Pyramid plays a variation on this theme of advertising something that you did not know existed, let alone want. Enter Park, party of three. We were told it would be about a 30- to 35-minute wait. But no sooner had we wandered over to the mobbed bar and gotten ourselves beers when we were called. As our hostess led us to our table, she asked, smiling, “Is that the Broken Rake?” referring to the beer in my hand. Now, how in the world could she have differentiated between the Draft Pale Ale, the Pale Ale, the Copper Peak and the Broken Rake, all similarly hued? The answer? She couldn’t. I was drinking the Pale Ale.
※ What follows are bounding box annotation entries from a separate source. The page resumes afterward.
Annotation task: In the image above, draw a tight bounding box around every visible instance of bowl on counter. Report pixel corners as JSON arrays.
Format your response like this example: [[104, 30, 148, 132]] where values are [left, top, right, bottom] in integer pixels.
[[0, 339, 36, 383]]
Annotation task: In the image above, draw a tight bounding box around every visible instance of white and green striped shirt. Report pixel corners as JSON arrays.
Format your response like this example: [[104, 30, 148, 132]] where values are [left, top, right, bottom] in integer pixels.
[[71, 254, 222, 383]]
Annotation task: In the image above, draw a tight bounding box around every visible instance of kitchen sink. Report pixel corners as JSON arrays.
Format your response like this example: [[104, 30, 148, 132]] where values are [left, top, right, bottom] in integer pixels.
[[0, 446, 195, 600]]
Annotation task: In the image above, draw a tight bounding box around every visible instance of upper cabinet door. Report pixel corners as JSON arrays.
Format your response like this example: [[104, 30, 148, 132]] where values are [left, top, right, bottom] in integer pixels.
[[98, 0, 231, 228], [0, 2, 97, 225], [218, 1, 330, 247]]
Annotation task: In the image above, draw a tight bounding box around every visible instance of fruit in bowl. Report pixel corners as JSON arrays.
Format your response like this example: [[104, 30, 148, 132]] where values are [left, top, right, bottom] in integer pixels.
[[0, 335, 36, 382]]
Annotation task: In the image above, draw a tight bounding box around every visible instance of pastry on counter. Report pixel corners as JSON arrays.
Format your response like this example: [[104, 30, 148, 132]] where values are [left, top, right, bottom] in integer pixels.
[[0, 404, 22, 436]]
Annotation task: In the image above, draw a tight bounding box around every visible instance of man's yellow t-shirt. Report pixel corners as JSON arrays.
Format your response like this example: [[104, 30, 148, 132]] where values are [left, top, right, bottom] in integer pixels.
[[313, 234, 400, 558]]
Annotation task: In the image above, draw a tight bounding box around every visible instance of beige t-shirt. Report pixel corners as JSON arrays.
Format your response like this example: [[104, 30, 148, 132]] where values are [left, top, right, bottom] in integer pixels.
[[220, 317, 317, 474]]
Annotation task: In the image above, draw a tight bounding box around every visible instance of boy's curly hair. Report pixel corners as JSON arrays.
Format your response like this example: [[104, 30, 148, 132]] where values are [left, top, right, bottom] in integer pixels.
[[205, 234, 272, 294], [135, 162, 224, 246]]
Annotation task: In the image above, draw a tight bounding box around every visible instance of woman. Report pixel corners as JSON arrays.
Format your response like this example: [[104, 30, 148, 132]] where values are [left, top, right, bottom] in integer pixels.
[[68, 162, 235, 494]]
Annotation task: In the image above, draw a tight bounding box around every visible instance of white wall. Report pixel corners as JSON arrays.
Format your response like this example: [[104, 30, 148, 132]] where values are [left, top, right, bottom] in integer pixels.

But I immediately thought, “What is Broken Rake?” And there, just like that, she had me.

On my guard, I put on my I-know-exactly-what-I-want face and ordered some classic brewpub fare: spicy chicken wings, the halibut and chips (a twist on fish and chips, also on the menu), and the house-made beer-braised sausages. Because the restaurant advertised a brick oven, I added a barbecued-chicken pizza to our order as well as a spicy spinach and artichoke dip for good measure.

In the first delivery, the chicken-wing appetizer held paragons of plumpness; the outside fry was crispy to perfection. But an acrid vinegary sauce coated the salty fry, which made the entire wing overly salty and unpleasant to eat. The dip was only a little better. Heavy jalapeño cream cheese dominated, with only trace amounts of spinach and artichokes detectable.

Entrée-wise, the fried halibut, marinated in Pale Ale and coated with Coastline Pilsner batter, had good crunch and flavor initially, but it left a slightly curious, almost bitter aftertaste. The attendant coleslaw sat in a puddle of its own juices, making apparent a hasty preparation. Only the crispy, tender, hot wedge fries saved the plate from inspiring eater’s remorse.

The house-made beer-braised sausages—a trinity of smoked bratwurst, apple sausage and Polish sausage—came with garlic mashed potatoes, sauerkraut and caramelized onions. Sadly, they did not seem worth the in-house effort. Only the bratwurst, with its salty, flavorful tenderness, stood out as a superior sausage. The remaining two could have been redheaded stepchildren of a formerly talented sausage-maker. The sides, too, were unremarkable, filler on an already filling plate. Surprisingly, the barbecued-chicken pizza proved to be the most solid order, with its healthy amounts of tender chicken, tangy barbecue sauce and slivered red onions.

It’s hard to know exactly what Pyramid’s problem is. It’s not the food. Though disappointing on this try, one can see it has the capacity to be quite good. And the beers are as good as any microbrew produces. But a brewpub should be a sacred place where one can relax, drink beer and hang with friends. And that’s where it fails. At Pyramid, you have to be on your guard. Whether it’s the upsell on Broken Rake, the bait-and-switch wait to be seated, or repeated questions about whether you want appetizers with your beer, Pyramid makes you feel like you’re someone to be sold to. That may be fine in an ultimate consuming world, but it’s heavy-handed for a brewery that claims “humble yet hoppy beginnings.”